Genotype-specific profile of Chagas-Flow ATE-IgG2a reactivity at late stage of single and dual T. cruzi infections.
(A) Overall reactivity profile of sera samples at late stage of single (TcI/COL, n = 29; TcVI/CL, n = 29 and TcII/Y, n = 35) and dual (TcI/COL+TcVI/CL, n = 28; TcVI/CL+TcII/Y, n = 43 and TcI/COL+TcII/Y, n = 36) T. cruzi infections with distinct genotypes. The IgG2a reactivity was evaluated along the titration curve with each target-antigens amastigote (AMA = green), trypomastigote (TRYPO = red) and epimastigote (EPI = yellow) from TcI, TcVI and TcII genotypes of T. cruzi. The results are shown on radar charts and expressed as mean of percentage of positive fluorescent parasites (PPFP). (B) Titration curves were assessed at eight serum dilutions (1:500 to 1:64,000) using target-antigens AI, AVI and AII; TI, TVI and TII along with EI, EVI and EI at late stage of single [TcI/COL (triangle), TcVI/CL (square), TcII/Y (circle)] and dual [TcI/COL+TcVI/CL (cross), TcVI/CL+TcII/Y (dash), TcI/COL+TcII/Y (asterisk)] T. cruzi infections.
Fig 7.
Selection of attributes for genotype-specific Chagas-Flow ATE-IgG2a at late stage of single and dual T. cruzi infections.
(A) Comparative analysis of IgG2a reactivity at late stage of single infection with distinct T. cruzi genotypes (TcI/COL, n = 29; TcVI/CL, n = 29 and TcII/Y, n = 35) using pre-selected pairs of attributes, including: AI 2,000; AVI 1,000; AII 1,000; TI 4,000; TVI 1,000; TII 16,000; EI 2,000; EVI 1,000 and EII 4,000. (B) Comparative analysis of IgG2a reactivity at late stage of dual infection with distinct T. cruzi genotypes (TcI/COL+TcVI/CL, n = 28; TcVI/CL+TcII/Y, n = 43 and TcI/COL+TcII/Y, n = 36) using pre-selected pairs of attributes, including: AI 2,000; AVI 500; AII 1,000; TI 64,000; TVI 16,000; TII 64,000; EI 4,000; EVI 16,000 and EII 4,000. The results are expressed as median PPFP values in box plot format with the outliers showed by shaded dots. Comparative analyses were performed by the Kruskal-Wallis/Dunn’s post test. Significant differences were considered at p<0.05 and highlighted by connecting lines. The light gray background highlights the pairs of attributes (“target antigen and serum dilution”) with the higher performance for the genotype-specific diagnosis at late stage of single and dual T. cruzi infections. Decision trees were constructed using the sets of attributes (“target-antigen and serum dilution/cut-off”) to create algorithms (root and branches) to classify at late stage, individual samples from (C) single and (D) dual T. cruzi infections. Global accuracy and leave-one-out-cross-validation-LOOCV are provided in the Figure.
Fig 8.
Overall performance of Chagas-Flow ATE-IgG2a for differential diagnosis of experimental T. cruzi infection.

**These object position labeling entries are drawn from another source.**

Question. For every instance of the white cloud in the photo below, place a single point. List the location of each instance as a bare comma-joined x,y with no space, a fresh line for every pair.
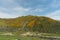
54,15
55,3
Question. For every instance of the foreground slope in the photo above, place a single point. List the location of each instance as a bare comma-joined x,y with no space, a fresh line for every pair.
30,23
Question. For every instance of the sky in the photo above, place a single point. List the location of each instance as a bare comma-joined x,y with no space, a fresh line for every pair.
15,8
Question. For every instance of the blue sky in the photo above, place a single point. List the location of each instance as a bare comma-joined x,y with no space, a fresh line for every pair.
15,8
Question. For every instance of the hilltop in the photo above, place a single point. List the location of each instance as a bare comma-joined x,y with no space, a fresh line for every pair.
30,23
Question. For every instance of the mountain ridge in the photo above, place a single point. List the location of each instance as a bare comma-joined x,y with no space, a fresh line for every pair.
30,23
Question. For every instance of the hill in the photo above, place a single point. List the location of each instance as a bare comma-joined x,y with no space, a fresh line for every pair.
30,23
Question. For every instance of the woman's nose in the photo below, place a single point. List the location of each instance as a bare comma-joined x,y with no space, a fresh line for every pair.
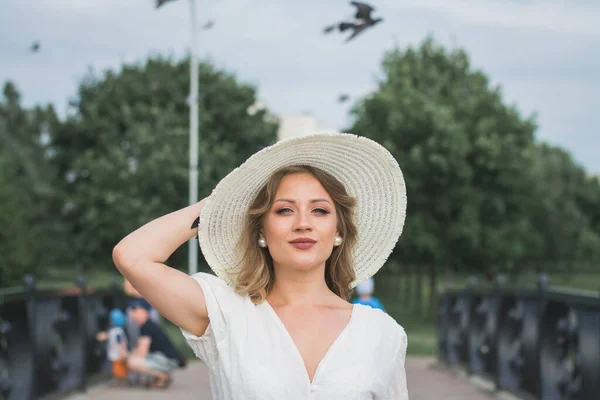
302,221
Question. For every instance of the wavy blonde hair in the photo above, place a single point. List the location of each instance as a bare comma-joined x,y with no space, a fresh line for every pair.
257,275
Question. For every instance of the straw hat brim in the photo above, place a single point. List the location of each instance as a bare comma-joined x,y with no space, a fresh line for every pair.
368,171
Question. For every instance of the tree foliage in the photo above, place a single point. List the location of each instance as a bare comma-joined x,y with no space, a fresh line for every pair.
480,188
122,153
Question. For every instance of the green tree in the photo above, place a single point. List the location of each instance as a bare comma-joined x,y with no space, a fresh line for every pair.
30,239
568,213
465,155
123,151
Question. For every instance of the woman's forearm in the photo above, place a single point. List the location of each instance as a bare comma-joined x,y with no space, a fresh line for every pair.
158,239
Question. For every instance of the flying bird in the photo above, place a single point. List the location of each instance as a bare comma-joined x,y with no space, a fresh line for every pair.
209,24
35,46
363,21
160,3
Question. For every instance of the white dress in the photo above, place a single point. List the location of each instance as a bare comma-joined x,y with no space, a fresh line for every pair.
250,355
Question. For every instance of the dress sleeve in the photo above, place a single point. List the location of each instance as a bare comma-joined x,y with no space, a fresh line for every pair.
397,388
222,303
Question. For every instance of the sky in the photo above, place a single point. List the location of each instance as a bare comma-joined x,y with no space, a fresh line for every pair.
544,54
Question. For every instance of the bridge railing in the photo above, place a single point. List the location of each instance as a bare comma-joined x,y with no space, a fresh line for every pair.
537,343
48,338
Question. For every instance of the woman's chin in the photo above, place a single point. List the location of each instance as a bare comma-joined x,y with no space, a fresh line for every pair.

(A) Reactivity boards were employed to display the overall profile of Chagas-Flow ATE-IgG2a applied to the differential diagnosis of T. cruzi infection at early (left diagram) and late (right diagram), using the selected sets of attributes (“target-antigen and serum dilution/cut-off”) determined by the decision trees. (B) Sequential algorithms were applied to yield the “classified infection” status to each individual sample, referred as: “a” for early vs late; “b” for single vs dual infections at early stage; “c” for single vs dual infections at late stage; “d” for genotype-specific diagnosis at early stage of single infection; “e” for genotype-specific diagnosis at early stage of dual infection; “f” for genotype-specific diagnosis at late stage of single infection and “g” for genotype-specific diagnosis at late stage of dual infection. A color key was provided to identify early (yellow), late (brown), single (light gray), dual (dark gray), TcI/COL (red), TcVI/CL (green), TcII/Y (dark blue), TcI/COL+TcVI/CL (orange), TcVI/CL+TcII/Y (light blue) and TcI/COL+TcII/Y (pink). (C) Scatter graphs showed correspondence between each pair of “true” vs “classified” infection indicated by connecting lines and the percentage of agreement for “Stage & Type & Genotype”; “Type & Genotype” and “Type” of infection. (D) Discriminant analyses of combined Chagas-Flow ATE-IgG2a for genotype-specific diagnosis including T. cruzi single infection (COL, CL and Y) and dual infection (COL+CL, CL+Y and COL+Y). The global accuracy is provided in the Figure.